By the time I was in my early teens I had graduated to the point I was able to do my own B&W processing in a make shift photo lab I set up inside a cramped closet.  I didn’t have much money to spend so I ended up making my own enlarger out of old Quaker Oats boxes.  It actually worked better than you might think…I used a large light bulb with the guts removed and filled with water as the condenser to diffuse the light…a regular 40 watt light bulb as a light source which was connected to an old fan timer as an on/off switch (I simply counted the exposure seconds), a lens from an old bb-gun rifle scope, and a red Christmas tree light for a safety light.  It lay on its side, for construction simplicity, and projected on the wall and the negative was inserted into an easel made out of old shoebox cardboard.  Another shoebox easel was attached to the wall that would hold the print paper which was inserted after all the focusing was done…which by the way was accomplished by simply sliding a smaller oat mill box, with the lens attached on the closed end, back and forth inside a slightly larger oat mill box. If I needed a larger image I simply moved the whole contraption back a few inches. Hey, when your allowance was a dollar a week, you made do with what you could…so we learned to innovate.

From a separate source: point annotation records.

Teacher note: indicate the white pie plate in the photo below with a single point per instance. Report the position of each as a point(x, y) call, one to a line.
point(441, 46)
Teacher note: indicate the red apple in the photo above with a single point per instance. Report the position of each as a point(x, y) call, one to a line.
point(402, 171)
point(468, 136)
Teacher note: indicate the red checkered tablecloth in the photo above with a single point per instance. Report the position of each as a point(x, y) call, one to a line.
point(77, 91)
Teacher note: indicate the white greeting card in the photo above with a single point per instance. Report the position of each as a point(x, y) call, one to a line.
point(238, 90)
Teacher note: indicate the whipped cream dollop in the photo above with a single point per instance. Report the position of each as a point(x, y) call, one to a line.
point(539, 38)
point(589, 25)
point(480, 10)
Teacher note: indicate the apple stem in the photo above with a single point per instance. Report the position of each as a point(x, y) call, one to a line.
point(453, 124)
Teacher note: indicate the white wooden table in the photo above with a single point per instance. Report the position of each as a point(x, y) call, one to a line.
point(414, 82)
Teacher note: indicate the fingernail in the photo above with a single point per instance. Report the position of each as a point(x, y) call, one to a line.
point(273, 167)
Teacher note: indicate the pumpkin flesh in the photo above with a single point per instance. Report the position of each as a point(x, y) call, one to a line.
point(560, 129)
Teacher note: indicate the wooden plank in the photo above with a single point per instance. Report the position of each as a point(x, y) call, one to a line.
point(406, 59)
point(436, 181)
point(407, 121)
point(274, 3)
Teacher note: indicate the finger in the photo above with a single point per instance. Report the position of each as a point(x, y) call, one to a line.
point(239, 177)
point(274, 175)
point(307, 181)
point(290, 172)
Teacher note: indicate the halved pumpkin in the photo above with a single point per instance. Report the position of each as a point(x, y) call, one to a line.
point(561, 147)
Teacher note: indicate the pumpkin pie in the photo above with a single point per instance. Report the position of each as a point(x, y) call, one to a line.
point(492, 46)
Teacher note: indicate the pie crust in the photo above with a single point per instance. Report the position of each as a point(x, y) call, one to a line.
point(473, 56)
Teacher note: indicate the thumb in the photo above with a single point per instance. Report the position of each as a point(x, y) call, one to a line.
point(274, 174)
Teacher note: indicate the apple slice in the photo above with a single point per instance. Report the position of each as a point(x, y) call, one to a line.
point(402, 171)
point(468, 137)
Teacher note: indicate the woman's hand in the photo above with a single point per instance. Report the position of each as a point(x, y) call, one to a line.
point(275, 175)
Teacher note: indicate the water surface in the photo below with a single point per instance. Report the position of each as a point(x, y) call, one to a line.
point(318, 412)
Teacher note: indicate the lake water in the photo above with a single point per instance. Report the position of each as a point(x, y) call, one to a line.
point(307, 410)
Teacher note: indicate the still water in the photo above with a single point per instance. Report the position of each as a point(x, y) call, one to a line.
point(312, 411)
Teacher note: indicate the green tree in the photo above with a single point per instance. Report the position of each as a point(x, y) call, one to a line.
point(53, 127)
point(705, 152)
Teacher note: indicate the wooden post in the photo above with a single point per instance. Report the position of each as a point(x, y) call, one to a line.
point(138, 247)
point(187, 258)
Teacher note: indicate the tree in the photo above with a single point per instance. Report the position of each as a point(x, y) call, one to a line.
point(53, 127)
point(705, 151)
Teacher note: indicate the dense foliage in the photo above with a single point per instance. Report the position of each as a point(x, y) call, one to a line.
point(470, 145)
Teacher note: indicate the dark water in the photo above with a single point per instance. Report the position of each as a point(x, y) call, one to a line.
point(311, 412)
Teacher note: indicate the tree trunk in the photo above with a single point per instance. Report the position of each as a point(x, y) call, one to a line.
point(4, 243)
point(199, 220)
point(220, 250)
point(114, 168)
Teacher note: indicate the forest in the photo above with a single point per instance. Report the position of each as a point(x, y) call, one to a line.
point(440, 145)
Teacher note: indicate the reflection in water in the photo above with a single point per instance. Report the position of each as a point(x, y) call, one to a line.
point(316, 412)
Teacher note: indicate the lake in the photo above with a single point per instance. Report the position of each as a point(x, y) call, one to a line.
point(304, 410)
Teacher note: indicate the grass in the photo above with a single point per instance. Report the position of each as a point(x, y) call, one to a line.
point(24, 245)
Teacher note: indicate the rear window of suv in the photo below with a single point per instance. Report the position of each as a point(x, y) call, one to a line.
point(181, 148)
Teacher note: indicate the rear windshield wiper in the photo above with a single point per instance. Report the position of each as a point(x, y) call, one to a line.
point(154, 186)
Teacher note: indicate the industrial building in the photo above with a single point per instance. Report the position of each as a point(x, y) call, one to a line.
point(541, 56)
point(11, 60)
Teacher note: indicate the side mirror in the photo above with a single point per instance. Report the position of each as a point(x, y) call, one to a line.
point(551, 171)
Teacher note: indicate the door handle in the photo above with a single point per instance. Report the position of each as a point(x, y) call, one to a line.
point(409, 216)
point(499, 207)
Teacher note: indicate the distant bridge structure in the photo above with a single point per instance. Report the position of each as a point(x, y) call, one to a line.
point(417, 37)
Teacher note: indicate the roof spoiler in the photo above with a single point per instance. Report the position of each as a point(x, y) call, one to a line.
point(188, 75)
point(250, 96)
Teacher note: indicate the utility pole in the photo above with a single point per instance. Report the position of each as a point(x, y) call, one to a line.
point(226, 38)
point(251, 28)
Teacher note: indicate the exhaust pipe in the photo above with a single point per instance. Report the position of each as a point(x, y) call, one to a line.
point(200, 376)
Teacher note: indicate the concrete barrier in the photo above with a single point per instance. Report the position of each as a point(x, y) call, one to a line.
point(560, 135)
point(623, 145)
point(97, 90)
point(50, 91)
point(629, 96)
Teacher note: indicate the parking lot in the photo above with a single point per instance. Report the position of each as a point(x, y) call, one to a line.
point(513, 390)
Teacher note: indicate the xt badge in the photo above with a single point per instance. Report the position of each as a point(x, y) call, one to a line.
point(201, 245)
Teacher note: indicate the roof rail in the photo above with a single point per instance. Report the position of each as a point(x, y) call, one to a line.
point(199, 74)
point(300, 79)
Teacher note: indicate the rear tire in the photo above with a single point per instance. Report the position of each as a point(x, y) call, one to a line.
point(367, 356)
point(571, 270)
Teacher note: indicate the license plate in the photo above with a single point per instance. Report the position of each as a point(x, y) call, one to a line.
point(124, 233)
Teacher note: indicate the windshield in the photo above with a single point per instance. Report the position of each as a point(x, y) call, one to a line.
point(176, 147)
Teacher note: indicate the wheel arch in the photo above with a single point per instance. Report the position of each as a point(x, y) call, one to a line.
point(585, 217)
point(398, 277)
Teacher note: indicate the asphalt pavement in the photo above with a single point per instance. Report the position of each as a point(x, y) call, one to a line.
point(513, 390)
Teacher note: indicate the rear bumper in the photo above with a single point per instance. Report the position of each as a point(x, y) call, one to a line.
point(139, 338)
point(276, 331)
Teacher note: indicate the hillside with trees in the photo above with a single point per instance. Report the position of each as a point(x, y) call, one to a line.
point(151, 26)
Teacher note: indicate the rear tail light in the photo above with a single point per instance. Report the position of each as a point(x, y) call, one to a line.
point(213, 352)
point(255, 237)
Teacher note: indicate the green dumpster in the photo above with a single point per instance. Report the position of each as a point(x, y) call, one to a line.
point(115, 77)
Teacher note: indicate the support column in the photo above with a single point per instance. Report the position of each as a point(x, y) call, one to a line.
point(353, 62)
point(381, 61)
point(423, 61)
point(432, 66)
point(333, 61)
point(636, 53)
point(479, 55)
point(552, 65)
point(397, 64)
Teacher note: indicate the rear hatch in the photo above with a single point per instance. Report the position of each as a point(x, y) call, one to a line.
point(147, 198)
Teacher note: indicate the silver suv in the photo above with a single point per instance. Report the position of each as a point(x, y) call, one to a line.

The pinnacle of those photo processing days came when I was able to attach an Estes Camroc camera to the top of a model rocket that snapped a single image at the apex of the flight…which would reach upwards to 1000 feet depending on which rocket engine was used.  I would manage to make two or three launches and then rush home to process the negatives…wow…pictures of ponds and cows from the air…even aircraft on the ground as we often would launch on one end of the local airport…with permission of course. Great fun.

Today with the advent of digital photography…man how the world has changed since then…but you know, color digital photography may be in, but Black and White is still where it’s at.  Only today it is so much easier to create great B&W images…and only slightly less fun than watching with anticipation those images appear in the chemical trays. 

I recently acquired some B&W conversion software called Silver Efex Pro by Nik Software…all I can say is I never realized how great digital B&W could be until I started using this software. I’m not trying to promote or market a software package, but what I’m attempting to do is speak about the nature of B&W and the visual impact it can have. Just think about it for a moment…who hasn’t seen the greatest movie of all time ‘Casablanca’…talk about the power of black and white…it was never more effectively used that in that movie.  Only black and white can give an image the kind of strength and graphic expression that captures all of the viewer’s senses and imagination.  It is a powerful form of photography that too many people tend to discount…myself included until lately.

Although I will continue with the color variety of images…you will begin to see more black and white on this blog as it allows one the opportunity to explore photography in its truest form of expression.